The Brahma virtual machine interface
------------------------------------

Brahma is a low-level interface designed for pSather and Siva, but is
designed to be useful for other projects.  Its interface provides
portable mechanisms for threads, synchronization, and active messages.

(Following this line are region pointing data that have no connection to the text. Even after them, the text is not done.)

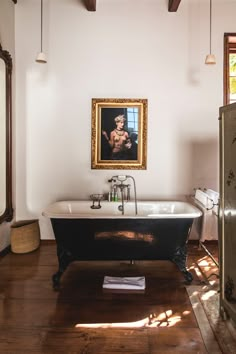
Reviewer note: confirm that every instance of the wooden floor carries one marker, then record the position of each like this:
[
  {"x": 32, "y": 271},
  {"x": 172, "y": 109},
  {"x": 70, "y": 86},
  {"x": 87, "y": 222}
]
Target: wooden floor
[{"x": 83, "y": 318}]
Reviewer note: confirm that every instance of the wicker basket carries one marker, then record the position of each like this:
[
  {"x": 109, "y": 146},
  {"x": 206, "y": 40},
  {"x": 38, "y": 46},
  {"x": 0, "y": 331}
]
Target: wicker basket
[{"x": 25, "y": 236}]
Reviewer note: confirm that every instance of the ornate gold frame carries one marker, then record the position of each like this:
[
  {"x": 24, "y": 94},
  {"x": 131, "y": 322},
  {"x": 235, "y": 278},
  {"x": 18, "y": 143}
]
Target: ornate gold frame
[{"x": 105, "y": 110}]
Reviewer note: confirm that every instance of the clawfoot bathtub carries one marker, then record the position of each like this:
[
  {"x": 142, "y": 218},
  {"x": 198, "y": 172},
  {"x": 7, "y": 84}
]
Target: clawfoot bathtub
[{"x": 159, "y": 231}]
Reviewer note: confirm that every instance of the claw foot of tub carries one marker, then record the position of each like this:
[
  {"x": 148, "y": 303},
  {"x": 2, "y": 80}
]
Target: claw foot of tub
[{"x": 179, "y": 259}]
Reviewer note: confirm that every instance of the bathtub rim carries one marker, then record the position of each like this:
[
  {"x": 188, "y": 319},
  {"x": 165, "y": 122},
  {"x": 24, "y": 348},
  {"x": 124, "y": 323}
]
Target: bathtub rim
[{"x": 49, "y": 213}]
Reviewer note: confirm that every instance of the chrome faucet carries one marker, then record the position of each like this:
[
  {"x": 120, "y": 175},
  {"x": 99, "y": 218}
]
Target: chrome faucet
[{"x": 124, "y": 187}]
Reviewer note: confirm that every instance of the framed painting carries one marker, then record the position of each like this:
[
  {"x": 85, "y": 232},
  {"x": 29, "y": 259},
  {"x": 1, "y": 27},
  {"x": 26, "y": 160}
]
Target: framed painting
[{"x": 119, "y": 133}]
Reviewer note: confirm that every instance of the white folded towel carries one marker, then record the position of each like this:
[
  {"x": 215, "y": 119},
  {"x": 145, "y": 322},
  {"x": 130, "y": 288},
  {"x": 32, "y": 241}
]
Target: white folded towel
[{"x": 136, "y": 283}]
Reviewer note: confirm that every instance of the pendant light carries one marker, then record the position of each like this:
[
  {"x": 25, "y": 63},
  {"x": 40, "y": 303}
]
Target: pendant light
[
  {"x": 41, "y": 57},
  {"x": 210, "y": 58}
]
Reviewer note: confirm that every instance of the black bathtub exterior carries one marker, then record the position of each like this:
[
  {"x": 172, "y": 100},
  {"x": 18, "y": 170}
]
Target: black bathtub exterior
[{"x": 121, "y": 239}]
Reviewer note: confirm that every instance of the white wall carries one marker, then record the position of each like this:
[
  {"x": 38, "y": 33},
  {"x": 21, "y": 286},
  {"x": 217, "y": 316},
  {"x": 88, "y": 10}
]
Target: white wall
[
  {"x": 126, "y": 49},
  {"x": 7, "y": 40}
]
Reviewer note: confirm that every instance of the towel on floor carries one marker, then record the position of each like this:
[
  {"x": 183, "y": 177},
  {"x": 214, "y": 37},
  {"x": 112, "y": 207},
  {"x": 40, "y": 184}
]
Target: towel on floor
[{"x": 136, "y": 283}]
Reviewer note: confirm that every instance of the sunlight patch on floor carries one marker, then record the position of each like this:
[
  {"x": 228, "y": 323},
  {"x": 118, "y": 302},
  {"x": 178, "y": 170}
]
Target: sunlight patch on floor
[{"x": 164, "y": 319}]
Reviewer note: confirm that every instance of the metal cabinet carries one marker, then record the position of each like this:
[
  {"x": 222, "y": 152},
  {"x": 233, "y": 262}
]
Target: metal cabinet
[{"x": 227, "y": 211}]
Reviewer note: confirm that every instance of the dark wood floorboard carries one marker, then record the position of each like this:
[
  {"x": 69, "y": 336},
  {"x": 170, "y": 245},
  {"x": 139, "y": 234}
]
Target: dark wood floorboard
[{"x": 83, "y": 318}]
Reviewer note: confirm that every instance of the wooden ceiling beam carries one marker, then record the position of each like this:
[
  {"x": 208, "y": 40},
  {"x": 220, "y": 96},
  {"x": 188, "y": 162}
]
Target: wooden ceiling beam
[
  {"x": 173, "y": 5},
  {"x": 90, "y": 5}
]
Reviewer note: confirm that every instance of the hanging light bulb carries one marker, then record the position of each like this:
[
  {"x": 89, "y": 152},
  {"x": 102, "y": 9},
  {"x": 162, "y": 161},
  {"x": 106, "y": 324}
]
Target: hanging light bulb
[
  {"x": 210, "y": 58},
  {"x": 41, "y": 57}
]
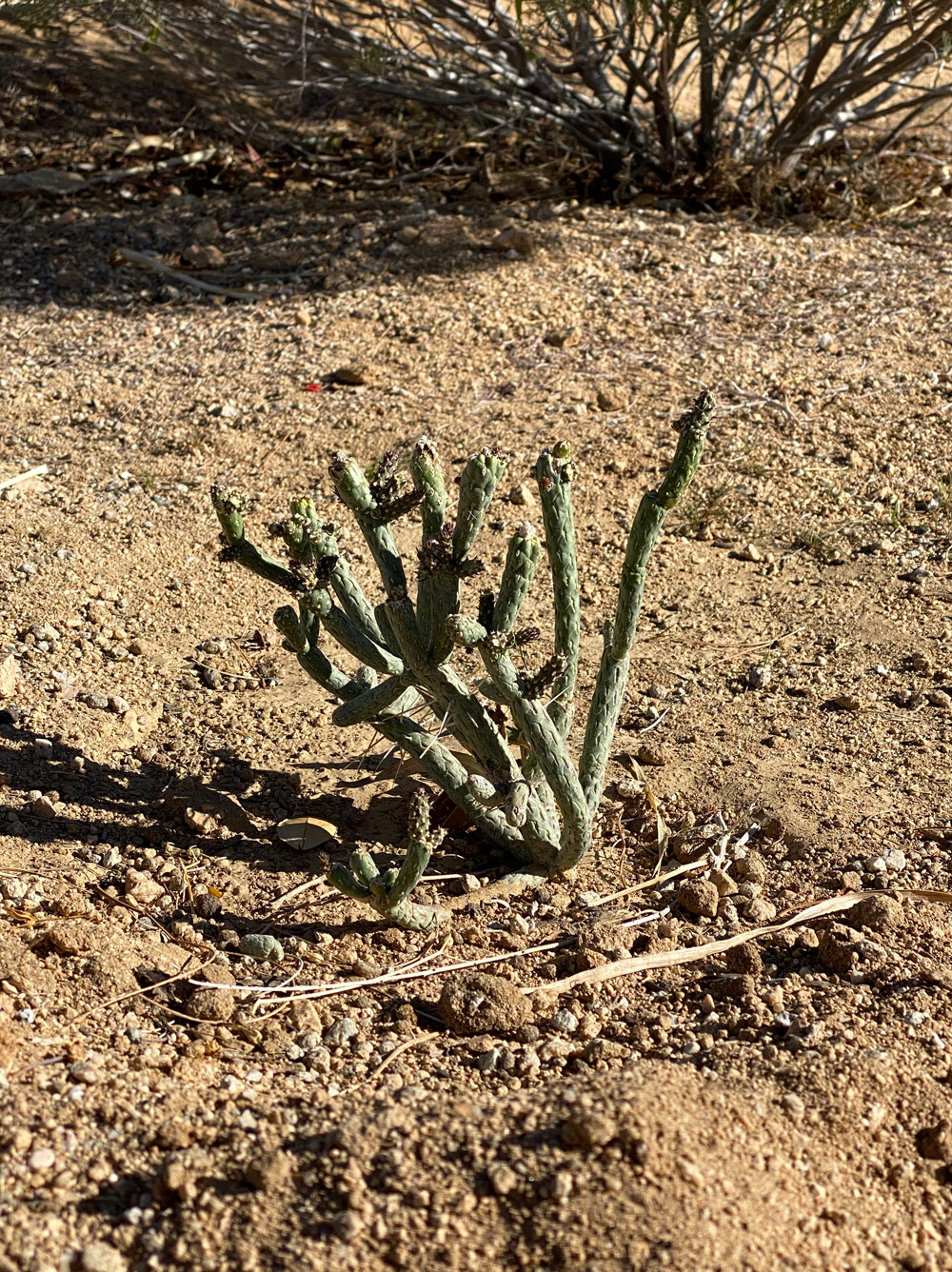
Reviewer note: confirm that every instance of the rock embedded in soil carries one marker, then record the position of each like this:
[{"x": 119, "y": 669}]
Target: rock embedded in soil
[
  {"x": 102, "y": 1257},
  {"x": 838, "y": 949},
  {"x": 269, "y": 1172},
  {"x": 879, "y": 913},
  {"x": 588, "y": 1131},
  {"x": 143, "y": 888},
  {"x": 758, "y": 677},
  {"x": 698, "y": 897},
  {"x": 745, "y": 960},
  {"x": 217, "y": 1005},
  {"x": 476, "y": 1003},
  {"x": 352, "y": 375},
  {"x": 610, "y": 397},
  {"x": 934, "y": 1143},
  {"x": 514, "y": 241}
]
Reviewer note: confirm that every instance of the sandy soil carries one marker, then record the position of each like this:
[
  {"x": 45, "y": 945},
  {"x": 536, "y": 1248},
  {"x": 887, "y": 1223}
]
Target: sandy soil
[{"x": 785, "y": 1105}]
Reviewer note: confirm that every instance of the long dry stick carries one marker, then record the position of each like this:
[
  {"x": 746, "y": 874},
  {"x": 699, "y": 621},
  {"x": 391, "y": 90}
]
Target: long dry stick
[
  {"x": 698, "y": 953},
  {"x": 126, "y": 256}
]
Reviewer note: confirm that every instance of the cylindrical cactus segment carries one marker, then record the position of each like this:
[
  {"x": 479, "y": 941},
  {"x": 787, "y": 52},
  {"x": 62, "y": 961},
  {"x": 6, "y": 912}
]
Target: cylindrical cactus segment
[
  {"x": 693, "y": 428},
  {"x": 290, "y": 626},
  {"x": 554, "y": 470},
  {"x": 541, "y": 808},
  {"x": 422, "y": 844},
  {"x": 518, "y": 803},
  {"x": 550, "y": 756},
  {"x": 395, "y": 692},
  {"x": 353, "y": 488},
  {"x": 485, "y": 791},
  {"x": 478, "y": 483},
  {"x": 389, "y": 893},
  {"x": 613, "y": 672},
  {"x": 347, "y": 590},
  {"x": 522, "y": 559},
  {"x": 230, "y": 507},
  {"x": 428, "y": 477}
]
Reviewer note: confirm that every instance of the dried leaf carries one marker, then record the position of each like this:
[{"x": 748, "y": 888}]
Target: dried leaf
[
  {"x": 306, "y": 832},
  {"x": 208, "y": 801}
]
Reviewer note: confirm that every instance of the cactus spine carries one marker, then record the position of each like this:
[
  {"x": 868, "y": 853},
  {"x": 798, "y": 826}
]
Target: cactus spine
[{"x": 541, "y": 806}]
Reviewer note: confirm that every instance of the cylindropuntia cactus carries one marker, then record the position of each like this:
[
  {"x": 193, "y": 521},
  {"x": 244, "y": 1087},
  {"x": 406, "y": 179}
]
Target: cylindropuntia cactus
[{"x": 519, "y": 783}]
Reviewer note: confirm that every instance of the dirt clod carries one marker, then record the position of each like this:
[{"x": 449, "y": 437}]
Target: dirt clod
[
  {"x": 474, "y": 1003},
  {"x": 698, "y": 897}
]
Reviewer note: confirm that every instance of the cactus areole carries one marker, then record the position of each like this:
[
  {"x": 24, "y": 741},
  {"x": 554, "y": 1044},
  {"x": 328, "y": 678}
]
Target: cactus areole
[{"x": 510, "y": 769}]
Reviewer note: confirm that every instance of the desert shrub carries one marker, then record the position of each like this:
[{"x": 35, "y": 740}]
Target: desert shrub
[{"x": 651, "y": 89}]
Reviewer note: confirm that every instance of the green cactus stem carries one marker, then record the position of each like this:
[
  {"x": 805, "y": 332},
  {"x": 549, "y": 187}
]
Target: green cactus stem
[
  {"x": 428, "y": 477},
  {"x": 231, "y": 507},
  {"x": 355, "y": 491},
  {"x": 554, "y": 472},
  {"x": 522, "y": 559},
  {"x": 349, "y": 636},
  {"x": 395, "y": 693},
  {"x": 389, "y": 893},
  {"x": 478, "y": 483},
  {"x": 511, "y": 769},
  {"x": 645, "y": 527}
]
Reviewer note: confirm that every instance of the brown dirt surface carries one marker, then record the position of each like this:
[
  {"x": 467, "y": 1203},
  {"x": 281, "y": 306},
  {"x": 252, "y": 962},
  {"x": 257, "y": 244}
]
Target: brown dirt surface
[{"x": 169, "y": 1102}]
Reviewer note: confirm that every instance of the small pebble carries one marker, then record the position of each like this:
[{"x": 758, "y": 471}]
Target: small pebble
[
  {"x": 101, "y": 1257},
  {"x": 341, "y": 1032},
  {"x": 698, "y": 897}
]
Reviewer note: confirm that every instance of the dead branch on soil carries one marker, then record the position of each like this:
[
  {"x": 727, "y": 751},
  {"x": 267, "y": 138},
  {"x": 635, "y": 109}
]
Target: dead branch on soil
[
  {"x": 698, "y": 953},
  {"x": 126, "y": 256}
]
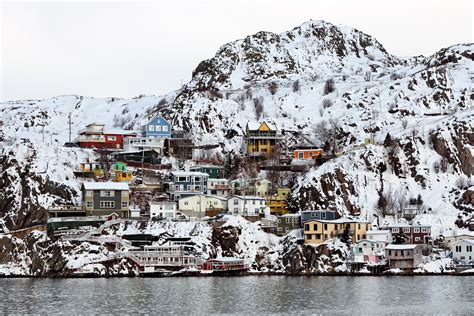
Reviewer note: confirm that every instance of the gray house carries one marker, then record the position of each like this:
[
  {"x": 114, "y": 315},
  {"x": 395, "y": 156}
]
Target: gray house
[
  {"x": 185, "y": 184},
  {"x": 317, "y": 215},
  {"x": 105, "y": 198}
]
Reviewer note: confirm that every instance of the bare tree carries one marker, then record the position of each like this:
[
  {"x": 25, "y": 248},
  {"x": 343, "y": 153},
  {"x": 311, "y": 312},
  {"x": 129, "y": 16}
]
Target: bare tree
[
  {"x": 273, "y": 87},
  {"x": 329, "y": 86},
  {"x": 368, "y": 75},
  {"x": 327, "y": 103},
  {"x": 296, "y": 86},
  {"x": 258, "y": 103}
]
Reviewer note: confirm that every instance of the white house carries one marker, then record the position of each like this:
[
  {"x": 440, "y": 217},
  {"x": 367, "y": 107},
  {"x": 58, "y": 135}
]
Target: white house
[
  {"x": 163, "y": 209},
  {"x": 383, "y": 235},
  {"x": 246, "y": 205},
  {"x": 144, "y": 143},
  {"x": 200, "y": 205},
  {"x": 462, "y": 251},
  {"x": 218, "y": 187},
  {"x": 366, "y": 250}
]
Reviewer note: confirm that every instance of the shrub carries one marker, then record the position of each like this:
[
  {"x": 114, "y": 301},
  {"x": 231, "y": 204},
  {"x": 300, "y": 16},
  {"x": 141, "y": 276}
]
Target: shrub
[{"x": 329, "y": 86}]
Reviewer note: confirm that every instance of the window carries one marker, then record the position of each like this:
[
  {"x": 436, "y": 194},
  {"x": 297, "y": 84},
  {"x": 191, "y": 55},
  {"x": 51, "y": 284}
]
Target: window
[{"x": 107, "y": 204}]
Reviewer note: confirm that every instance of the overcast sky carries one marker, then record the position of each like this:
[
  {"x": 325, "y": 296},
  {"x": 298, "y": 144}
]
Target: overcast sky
[{"x": 124, "y": 48}]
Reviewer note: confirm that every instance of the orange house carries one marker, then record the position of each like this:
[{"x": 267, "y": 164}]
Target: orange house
[{"x": 307, "y": 153}]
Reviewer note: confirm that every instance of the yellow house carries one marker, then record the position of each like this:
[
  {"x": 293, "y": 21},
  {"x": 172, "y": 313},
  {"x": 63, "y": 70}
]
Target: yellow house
[
  {"x": 277, "y": 203},
  {"x": 318, "y": 231},
  {"x": 261, "y": 140}
]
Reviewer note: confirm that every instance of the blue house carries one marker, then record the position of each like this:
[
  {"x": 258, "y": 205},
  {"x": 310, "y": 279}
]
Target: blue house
[
  {"x": 157, "y": 127},
  {"x": 317, "y": 215}
]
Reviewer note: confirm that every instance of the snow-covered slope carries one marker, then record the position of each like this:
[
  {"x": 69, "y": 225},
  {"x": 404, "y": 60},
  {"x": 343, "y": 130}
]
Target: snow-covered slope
[{"x": 424, "y": 103}]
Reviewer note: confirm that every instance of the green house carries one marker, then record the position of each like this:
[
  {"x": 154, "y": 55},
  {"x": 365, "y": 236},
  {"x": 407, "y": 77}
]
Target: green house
[{"x": 214, "y": 172}]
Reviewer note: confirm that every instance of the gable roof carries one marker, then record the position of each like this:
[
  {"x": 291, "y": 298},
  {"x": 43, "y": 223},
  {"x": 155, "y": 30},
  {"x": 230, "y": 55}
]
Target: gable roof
[
  {"x": 122, "y": 186},
  {"x": 254, "y": 126}
]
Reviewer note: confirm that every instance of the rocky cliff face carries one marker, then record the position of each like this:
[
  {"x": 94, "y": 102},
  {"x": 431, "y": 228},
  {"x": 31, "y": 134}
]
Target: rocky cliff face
[{"x": 417, "y": 112}]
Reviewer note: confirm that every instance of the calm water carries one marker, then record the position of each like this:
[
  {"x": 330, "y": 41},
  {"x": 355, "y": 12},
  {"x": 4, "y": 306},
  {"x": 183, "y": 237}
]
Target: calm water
[{"x": 242, "y": 295}]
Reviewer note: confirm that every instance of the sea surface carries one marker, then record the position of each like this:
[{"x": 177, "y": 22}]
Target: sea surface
[{"x": 429, "y": 295}]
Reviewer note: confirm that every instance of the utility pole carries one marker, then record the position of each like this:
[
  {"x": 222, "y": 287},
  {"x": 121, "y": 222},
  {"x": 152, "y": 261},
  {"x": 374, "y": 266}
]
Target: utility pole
[{"x": 69, "y": 122}]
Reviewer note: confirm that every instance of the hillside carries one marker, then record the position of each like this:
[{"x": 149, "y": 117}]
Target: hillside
[{"x": 418, "y": 111}]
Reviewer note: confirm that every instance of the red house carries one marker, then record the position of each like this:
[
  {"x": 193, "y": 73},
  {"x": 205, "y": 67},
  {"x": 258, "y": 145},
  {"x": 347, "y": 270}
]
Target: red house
[
  {"x": 413, "y": 234},
  {"x": 95, "y": 136}
]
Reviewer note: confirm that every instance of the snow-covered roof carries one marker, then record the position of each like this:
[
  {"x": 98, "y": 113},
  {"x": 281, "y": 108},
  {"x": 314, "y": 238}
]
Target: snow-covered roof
[
  {"x": 401, "y": 247},
  {"x": 377, "y": 232},
  {"x": 122, "y": 186},
  {"x": 188, "y": 173},
  {"x": 253, "y": 126},
  {"x": 226, "y": 259},
  {"x": 469, "y": 241},
  {"x": 342, "y": 220},
  {"x": 248, "y": 197}
]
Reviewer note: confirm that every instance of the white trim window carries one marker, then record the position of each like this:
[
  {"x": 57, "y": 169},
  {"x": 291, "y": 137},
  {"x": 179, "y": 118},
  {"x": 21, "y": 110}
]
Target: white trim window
[
  {"x": 107, "y": 204},
  {"x": 107, "y": 193}
]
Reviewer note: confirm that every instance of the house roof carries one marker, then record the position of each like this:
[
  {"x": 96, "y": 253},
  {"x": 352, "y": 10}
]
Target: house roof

Please send comments or questions to

    <bug-sather@gnu.org>




Compiling Brahma
----------------

Brahma must be compiled separately for each platform, including for
serial, threaded, and distributed/threaded variations.  Presently the
marked platforms are available:

 * serial		- No concurrency; synchronization are no-ops
 * smp_solaris		- Threads, emulated clusters (solaris)
   smp_lwp		- Threads, emulated clusters (linux/lwp)
   shmem		- Using shmem AM, for debugging (solaris)
 * tcpip		- TCP/IP AM (solaris)
   meiko		- Meiko (solaris)
 * myrinet		- Myrinet (solaris)

The Brahma archive file may be created for a given platform "foo":

   make foo INSTALL=xxx.a

Documentation on the specifics on each platform can be found in the
file <platform>.doc.



Using Brahma
------------

All Brahma routines and macros begin with "BR_".  A lowercase routine
name can be relied on to be implemented as a function.

To use Brahma, it is necessary to understand the Active Message model,
which imposes constraints on how messages may be used.  For example,
reply handlers must not request or reply and it is only possible to
reply to the same node that sends a request.  More information about
active messages, see

   http://now.cs.berkeley.edu/AM/active_messages.html

The file "brahma.h" of the Brahma distribution defines the following
interface:


Typedefs:

      BR_word_t		- Unsigned.  May be "short", "int", "long", 
      BR_doubleword_t	  or "long long" as appropriate.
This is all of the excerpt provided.